The U.S. Federal Energy Regulatory Commission said Thursday it authorized construction and operation of Alaska Gasline Development Corp's (AGDC) proposed $43.4 billion Alaska LNG export project.

“Today’s federal authorization is a key step in determining if Alaska LNG is competitive and economically beneficial for Alaska," Alaska Gov. Mike Dunleavy said in a statement.

"The ongoing project economic review and discussions with potential partners will determine the next steps for this project,” he added.

If no entity steps up to take over from the state, the Anchorage Daily News said this week that AGDC, which has been developing Alaska LNG since 2016, appears ready to sell the project's assets.

AGDC has already signed agreements with BP Plc and Exxon Mobil Corp. to help advance the project's development.

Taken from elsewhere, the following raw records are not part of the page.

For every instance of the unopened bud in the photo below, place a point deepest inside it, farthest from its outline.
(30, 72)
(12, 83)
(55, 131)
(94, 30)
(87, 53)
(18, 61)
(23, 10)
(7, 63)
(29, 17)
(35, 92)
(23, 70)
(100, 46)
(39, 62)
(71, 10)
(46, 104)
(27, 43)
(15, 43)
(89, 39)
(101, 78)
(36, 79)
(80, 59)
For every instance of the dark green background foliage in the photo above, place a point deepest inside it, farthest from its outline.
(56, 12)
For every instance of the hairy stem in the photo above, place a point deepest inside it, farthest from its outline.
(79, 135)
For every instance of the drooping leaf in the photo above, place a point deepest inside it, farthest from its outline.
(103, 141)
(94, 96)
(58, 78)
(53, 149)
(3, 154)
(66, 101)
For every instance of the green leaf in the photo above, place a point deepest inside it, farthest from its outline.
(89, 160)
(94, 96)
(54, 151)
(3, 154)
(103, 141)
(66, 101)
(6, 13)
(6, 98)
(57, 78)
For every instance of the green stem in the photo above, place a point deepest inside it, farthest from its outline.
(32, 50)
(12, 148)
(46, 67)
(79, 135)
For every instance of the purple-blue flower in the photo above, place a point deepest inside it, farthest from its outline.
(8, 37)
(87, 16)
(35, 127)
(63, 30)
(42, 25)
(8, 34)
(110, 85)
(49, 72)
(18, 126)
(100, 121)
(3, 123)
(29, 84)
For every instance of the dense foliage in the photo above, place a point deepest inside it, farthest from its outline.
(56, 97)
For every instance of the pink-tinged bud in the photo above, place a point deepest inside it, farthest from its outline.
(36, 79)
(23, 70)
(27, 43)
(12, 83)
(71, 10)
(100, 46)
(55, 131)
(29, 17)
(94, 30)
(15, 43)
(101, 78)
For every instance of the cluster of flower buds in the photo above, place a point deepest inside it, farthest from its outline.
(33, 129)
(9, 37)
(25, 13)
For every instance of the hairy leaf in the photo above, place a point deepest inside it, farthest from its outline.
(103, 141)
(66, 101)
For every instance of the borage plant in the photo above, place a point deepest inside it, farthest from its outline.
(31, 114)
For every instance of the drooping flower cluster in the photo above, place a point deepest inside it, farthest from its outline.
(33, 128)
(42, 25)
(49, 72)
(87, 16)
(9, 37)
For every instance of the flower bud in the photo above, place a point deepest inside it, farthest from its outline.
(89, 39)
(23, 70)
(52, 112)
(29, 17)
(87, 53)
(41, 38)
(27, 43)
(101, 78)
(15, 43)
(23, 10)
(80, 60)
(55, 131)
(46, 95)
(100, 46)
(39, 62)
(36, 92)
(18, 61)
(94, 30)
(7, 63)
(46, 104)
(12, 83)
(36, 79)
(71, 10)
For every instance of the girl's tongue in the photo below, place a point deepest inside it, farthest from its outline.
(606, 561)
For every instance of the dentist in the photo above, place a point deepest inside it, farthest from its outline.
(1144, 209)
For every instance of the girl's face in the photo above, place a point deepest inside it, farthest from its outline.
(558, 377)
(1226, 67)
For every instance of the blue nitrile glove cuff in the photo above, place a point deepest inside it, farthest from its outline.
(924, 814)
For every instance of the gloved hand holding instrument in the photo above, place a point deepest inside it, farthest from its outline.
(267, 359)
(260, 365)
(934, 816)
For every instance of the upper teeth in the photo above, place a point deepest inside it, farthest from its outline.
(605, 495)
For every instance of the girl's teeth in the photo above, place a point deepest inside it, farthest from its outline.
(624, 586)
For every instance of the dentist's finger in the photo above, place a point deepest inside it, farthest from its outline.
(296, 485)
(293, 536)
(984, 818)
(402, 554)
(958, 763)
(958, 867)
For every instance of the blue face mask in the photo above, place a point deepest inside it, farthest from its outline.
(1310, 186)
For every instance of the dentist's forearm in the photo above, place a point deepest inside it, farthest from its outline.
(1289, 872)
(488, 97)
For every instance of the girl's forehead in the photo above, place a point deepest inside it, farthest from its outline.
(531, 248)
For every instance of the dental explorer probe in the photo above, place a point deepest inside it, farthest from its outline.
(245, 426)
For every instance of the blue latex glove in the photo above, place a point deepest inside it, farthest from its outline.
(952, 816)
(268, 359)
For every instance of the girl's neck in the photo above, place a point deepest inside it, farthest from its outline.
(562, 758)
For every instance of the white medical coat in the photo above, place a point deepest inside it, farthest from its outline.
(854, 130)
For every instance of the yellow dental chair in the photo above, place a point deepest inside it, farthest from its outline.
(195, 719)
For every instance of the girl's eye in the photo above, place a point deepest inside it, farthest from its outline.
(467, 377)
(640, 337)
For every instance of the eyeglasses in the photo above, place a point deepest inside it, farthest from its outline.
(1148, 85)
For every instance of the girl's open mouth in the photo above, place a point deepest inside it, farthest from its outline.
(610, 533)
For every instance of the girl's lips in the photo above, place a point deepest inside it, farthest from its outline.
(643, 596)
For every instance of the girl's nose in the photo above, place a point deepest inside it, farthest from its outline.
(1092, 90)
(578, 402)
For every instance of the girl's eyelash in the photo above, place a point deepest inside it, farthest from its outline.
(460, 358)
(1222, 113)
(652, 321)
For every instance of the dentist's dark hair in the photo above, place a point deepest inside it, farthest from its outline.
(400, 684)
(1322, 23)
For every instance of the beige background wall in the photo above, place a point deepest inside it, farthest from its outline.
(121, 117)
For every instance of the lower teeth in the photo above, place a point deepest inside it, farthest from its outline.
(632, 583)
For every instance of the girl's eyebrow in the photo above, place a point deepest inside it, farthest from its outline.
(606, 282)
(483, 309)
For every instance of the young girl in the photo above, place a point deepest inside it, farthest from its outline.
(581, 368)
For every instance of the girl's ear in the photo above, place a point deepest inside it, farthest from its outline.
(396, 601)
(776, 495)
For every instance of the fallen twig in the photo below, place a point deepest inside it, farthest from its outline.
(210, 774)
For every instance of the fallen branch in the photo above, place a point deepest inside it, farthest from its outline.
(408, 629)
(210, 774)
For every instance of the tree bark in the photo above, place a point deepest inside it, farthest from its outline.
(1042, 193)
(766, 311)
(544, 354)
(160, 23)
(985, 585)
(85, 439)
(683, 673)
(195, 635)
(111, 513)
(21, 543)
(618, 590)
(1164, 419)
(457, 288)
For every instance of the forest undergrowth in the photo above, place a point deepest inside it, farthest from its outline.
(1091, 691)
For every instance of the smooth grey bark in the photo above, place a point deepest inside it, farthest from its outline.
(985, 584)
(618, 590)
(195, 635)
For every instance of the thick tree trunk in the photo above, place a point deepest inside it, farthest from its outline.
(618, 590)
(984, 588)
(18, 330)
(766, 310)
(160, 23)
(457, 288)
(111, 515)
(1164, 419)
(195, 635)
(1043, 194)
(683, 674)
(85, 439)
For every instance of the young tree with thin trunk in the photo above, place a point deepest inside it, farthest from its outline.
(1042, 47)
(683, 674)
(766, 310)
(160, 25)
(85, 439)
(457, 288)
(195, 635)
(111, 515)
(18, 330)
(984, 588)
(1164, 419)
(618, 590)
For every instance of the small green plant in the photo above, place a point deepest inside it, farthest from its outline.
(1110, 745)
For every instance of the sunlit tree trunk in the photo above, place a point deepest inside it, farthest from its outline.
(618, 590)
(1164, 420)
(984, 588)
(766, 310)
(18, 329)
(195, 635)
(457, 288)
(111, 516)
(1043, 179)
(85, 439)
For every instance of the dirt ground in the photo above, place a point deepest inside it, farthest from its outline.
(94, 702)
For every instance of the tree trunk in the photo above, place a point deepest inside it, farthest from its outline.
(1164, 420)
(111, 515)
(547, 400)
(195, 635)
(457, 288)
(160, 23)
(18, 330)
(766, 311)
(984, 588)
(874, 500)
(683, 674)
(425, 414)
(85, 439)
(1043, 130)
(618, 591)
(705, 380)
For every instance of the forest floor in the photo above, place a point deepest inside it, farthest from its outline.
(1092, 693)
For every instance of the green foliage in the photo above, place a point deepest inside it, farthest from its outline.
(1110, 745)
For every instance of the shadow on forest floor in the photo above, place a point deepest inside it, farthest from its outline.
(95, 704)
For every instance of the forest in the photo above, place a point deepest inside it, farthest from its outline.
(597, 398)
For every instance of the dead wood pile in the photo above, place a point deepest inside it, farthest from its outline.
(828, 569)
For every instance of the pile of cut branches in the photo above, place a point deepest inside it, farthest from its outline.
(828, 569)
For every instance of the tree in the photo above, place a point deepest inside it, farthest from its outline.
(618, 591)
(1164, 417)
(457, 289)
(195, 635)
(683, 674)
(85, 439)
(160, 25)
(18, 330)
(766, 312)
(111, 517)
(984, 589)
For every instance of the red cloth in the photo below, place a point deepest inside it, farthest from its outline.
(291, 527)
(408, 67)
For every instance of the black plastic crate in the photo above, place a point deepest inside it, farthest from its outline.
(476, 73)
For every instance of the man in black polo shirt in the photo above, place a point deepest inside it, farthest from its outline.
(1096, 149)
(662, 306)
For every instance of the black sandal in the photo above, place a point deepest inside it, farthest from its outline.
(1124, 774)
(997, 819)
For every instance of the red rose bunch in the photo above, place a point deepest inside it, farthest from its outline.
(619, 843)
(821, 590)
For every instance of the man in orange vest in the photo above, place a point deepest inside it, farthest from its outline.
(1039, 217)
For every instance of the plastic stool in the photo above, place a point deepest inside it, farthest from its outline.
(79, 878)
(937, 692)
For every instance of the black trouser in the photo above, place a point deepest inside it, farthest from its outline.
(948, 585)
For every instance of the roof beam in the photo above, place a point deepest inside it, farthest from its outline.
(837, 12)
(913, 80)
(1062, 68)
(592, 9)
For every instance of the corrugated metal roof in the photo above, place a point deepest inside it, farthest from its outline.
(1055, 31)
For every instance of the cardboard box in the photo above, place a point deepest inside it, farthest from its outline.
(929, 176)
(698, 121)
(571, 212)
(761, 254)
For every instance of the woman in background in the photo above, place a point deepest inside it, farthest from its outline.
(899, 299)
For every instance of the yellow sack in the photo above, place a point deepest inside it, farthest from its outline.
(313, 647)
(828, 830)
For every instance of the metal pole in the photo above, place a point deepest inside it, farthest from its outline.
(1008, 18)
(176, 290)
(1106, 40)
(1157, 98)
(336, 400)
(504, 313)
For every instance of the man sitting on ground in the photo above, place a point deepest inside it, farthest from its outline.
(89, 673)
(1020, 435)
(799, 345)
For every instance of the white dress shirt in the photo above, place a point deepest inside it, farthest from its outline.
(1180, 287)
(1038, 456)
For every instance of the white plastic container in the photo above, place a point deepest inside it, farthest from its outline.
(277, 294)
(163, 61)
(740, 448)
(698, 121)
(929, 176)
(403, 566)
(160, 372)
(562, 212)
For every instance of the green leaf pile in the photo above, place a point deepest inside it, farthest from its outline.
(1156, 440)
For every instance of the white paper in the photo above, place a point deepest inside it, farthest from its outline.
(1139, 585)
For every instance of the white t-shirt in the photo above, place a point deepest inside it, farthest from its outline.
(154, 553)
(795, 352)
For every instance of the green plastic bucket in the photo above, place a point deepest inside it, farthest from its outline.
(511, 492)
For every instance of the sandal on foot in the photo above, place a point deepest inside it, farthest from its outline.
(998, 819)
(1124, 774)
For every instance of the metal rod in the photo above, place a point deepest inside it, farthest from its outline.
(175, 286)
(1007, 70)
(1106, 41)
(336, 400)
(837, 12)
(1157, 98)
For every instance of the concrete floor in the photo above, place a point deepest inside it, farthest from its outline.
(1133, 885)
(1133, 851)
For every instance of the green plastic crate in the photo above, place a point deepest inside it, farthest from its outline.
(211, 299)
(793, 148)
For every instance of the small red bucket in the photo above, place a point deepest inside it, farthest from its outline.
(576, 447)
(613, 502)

BP and Exxon Mobil produce massive amounts of oil in Alaska and have discovered huge gas resources that are stranded in the North Slope. Alaska LNG would allow that gas to access markets around the world.

But with the LNG market already awash in supplies from plants that entered service over the past year, buyers of the super-cooled fuel have been reluctant to sign new long-term agreements needed to finance more multibillion-dollar export plants.

Gas prices in Europe and Asia have collapsed to record lows in recent weeks as government lockdowns to stop the coronavirus spread have added to the existing LNG supply glut by cutting consumer demand for energy.

Alaska LNG is designed to liquefy 3.5 Bcf/d of gas for sale to customers in the Asia-Pacific region from a facility to be built in Nikiski on the Kenai Peninsula.

It includes an 807-mile (1,300-km) pipeline from the North Slope capable of transporting up to 3.9 Bcf/d of gas. That pipe could also supply consumers in Alaska.